During the refinement stage, we randomly choose and replace $\tilde{I}_{v}$ every $10$ iterations, over total $15000$ iterations. We denote a SDEdit [26] operator by $\mathcal{S}(\mathbf{x}_{0};t_{0},\boldsymbol{\epsilon}_{\phi})$ which samples $\mathbf{x}_{t_{0}}\sim\mathcal{N}(\sqrt{\bar{\alpha}_{t_{0}}}\mathbf{x}_{0},(1% -\bar{\alpha}_{t_{0}})\mathbf{I})$ then starts denoising it from $t_{0}$ using $\boldsymbol{\epsilon}_{\phi}$ . For the denoising process, we randomly sample $t_{0}$ within a ratio range of $[0,0.2]$ out of total denoising steps $N=20$ .

SVG Editing.

Across all optimizations, SDS [36], DDS [10], and our proposed PDS, we apply the same classifier-free guidance weight of 100. For SDS [36], we sample $t$ within a ratio range of $[0.05,0.95]$ following VectorFusion [17]. For DDS [10], we follow its original setup, sampling $t$ within $[0.02,0.98]$ . For PDS, we sample $i$ out of a ratio range of $[0.1,0.98]$ .

A.4 Details of User Studies

We conduct user studies for the human evaluation of NeRF and SVG editing through Amazon’s Mechanical Turk. We collected survey responses only from those participants who passed our vigilance tasks. To design our vigilance tasks, we create examples where, except for the correct answer choice, all other choices are replaced with ones from different scenes or unrelated SVG examples. Screenshots of our NeRF and SVG editing user studies, including examples of vigilance tasks, are displayed in Figure A7 and Figure A8, respectively. In the NeRF and SVG editing user studies, we received 42 and 17 valid responses, respectively.
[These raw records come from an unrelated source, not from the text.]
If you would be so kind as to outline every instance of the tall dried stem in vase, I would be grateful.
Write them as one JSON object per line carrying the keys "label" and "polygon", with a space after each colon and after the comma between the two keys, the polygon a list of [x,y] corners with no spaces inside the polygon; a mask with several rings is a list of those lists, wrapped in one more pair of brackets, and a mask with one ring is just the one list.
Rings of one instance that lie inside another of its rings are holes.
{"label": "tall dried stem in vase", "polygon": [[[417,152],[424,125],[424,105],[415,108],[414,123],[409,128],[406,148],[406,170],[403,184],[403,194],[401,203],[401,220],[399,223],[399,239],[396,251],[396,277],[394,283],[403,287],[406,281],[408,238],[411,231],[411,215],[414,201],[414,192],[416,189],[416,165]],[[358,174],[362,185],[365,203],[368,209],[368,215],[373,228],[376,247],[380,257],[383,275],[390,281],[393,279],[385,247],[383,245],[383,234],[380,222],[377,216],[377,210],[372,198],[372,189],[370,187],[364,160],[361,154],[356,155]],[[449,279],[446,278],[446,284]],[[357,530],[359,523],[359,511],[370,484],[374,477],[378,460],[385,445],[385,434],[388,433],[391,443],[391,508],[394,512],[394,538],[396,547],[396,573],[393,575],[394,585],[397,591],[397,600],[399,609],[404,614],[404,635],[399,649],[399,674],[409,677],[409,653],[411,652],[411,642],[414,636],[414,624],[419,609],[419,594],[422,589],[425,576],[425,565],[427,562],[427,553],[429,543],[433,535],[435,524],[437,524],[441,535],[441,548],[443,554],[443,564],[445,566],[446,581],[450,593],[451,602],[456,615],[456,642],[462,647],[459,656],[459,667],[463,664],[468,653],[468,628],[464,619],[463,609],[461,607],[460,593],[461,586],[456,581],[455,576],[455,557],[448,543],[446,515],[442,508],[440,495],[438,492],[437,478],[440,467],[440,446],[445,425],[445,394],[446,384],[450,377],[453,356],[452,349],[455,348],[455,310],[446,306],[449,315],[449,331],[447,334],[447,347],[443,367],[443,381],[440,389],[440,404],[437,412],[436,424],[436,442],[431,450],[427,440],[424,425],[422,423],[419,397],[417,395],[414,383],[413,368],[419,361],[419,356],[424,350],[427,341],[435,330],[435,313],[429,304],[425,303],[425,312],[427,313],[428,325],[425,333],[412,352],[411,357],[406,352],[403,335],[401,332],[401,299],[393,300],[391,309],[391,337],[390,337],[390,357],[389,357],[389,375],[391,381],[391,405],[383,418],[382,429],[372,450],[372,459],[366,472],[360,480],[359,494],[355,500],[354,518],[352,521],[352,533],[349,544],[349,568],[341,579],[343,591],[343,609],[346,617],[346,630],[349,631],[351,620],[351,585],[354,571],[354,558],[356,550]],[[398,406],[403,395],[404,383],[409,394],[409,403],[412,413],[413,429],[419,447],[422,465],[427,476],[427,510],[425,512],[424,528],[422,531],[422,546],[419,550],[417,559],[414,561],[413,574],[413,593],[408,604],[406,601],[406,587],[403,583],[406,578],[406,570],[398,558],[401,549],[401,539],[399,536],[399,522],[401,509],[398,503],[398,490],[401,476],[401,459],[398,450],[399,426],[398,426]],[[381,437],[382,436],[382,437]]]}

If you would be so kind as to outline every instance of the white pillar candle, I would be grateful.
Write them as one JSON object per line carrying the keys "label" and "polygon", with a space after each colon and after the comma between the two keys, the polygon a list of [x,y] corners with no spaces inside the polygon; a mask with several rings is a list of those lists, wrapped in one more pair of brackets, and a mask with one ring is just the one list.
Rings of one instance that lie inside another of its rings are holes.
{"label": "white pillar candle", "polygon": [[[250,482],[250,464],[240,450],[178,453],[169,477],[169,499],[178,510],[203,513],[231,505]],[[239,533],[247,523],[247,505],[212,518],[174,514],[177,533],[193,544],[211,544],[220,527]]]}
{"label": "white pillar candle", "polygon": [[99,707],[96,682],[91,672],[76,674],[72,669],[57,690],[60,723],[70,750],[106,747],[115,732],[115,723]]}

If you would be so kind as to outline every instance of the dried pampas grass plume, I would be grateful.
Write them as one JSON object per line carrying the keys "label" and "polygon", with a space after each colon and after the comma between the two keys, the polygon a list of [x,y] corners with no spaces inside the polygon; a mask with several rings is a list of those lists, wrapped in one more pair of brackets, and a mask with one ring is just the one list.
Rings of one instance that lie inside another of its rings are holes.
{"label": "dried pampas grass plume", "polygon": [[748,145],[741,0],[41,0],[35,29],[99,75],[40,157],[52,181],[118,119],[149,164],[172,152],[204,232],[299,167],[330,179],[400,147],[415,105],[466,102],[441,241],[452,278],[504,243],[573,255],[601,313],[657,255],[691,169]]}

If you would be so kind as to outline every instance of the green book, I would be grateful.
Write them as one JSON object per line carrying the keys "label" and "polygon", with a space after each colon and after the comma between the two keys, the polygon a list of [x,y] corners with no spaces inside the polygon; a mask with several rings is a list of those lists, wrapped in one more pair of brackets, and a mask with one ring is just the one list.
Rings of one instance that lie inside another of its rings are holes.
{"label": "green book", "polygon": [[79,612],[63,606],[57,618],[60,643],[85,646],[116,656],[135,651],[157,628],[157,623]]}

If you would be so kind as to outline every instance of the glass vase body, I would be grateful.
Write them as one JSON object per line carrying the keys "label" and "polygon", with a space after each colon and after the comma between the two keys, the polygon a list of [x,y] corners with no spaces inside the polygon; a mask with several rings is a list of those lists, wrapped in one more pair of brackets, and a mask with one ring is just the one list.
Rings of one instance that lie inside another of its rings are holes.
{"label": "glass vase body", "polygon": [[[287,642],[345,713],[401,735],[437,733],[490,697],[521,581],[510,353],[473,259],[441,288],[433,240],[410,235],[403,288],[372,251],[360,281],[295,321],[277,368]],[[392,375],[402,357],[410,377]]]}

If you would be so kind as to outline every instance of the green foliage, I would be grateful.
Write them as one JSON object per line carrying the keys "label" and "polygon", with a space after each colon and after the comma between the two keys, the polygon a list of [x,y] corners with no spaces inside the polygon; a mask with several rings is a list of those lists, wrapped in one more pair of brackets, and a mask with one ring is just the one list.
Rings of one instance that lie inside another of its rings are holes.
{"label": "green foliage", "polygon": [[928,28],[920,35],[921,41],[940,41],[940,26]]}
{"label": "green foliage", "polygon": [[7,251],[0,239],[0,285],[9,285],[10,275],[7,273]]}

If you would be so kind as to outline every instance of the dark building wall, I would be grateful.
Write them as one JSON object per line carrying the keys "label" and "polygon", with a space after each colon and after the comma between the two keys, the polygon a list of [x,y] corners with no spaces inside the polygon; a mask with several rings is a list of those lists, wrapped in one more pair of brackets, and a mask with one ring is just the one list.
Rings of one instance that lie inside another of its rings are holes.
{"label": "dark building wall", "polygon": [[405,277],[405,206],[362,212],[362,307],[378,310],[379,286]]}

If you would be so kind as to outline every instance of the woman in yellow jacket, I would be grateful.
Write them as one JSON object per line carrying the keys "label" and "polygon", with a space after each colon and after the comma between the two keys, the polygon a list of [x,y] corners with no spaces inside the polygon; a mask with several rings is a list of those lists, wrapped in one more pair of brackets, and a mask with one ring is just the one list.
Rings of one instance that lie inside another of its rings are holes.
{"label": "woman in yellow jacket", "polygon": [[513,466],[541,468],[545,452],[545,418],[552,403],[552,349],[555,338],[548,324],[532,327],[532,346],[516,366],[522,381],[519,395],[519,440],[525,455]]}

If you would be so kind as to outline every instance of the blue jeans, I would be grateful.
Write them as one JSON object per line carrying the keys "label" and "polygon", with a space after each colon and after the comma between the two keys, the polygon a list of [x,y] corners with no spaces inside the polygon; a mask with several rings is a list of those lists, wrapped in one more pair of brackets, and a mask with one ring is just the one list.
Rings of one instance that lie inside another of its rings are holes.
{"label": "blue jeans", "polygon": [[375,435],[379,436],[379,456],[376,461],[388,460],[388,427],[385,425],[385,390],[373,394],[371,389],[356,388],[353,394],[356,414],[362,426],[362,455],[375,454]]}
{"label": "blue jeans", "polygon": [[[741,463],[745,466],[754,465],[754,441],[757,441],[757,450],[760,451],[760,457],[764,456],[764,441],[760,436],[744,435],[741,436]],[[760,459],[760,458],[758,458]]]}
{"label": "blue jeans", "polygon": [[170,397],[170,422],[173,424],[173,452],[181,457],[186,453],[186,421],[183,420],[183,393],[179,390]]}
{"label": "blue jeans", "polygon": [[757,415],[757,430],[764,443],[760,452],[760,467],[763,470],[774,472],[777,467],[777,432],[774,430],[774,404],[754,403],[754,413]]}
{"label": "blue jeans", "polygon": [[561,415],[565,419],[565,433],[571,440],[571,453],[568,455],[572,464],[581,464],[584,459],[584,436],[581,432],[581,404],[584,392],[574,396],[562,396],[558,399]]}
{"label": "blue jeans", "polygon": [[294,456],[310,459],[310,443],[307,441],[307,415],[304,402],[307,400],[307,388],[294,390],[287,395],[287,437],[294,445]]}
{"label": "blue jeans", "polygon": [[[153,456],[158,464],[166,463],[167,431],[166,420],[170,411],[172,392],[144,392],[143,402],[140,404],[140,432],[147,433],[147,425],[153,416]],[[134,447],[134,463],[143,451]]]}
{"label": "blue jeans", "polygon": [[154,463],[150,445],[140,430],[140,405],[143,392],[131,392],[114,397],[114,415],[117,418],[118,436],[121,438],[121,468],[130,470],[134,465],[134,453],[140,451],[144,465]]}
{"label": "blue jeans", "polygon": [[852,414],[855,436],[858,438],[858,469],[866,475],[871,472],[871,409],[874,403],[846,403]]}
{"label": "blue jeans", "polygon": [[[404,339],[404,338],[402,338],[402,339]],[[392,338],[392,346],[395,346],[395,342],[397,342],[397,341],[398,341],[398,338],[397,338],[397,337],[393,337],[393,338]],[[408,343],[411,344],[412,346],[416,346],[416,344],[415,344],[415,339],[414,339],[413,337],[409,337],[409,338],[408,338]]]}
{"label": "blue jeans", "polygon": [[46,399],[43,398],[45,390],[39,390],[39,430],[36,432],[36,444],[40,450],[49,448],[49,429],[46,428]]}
A.5 Effect of the Refinement Stage

Figure A9 illustrates an ablation study of the refinement stage across various editing methods. As depicted, the desired complex edits — making the man raise his arms — are achieved solely through the optimization of PDS. The overall editing outcomes are realized before the refinement stage, and the refinement stage further enhances the fidelity of the outputs.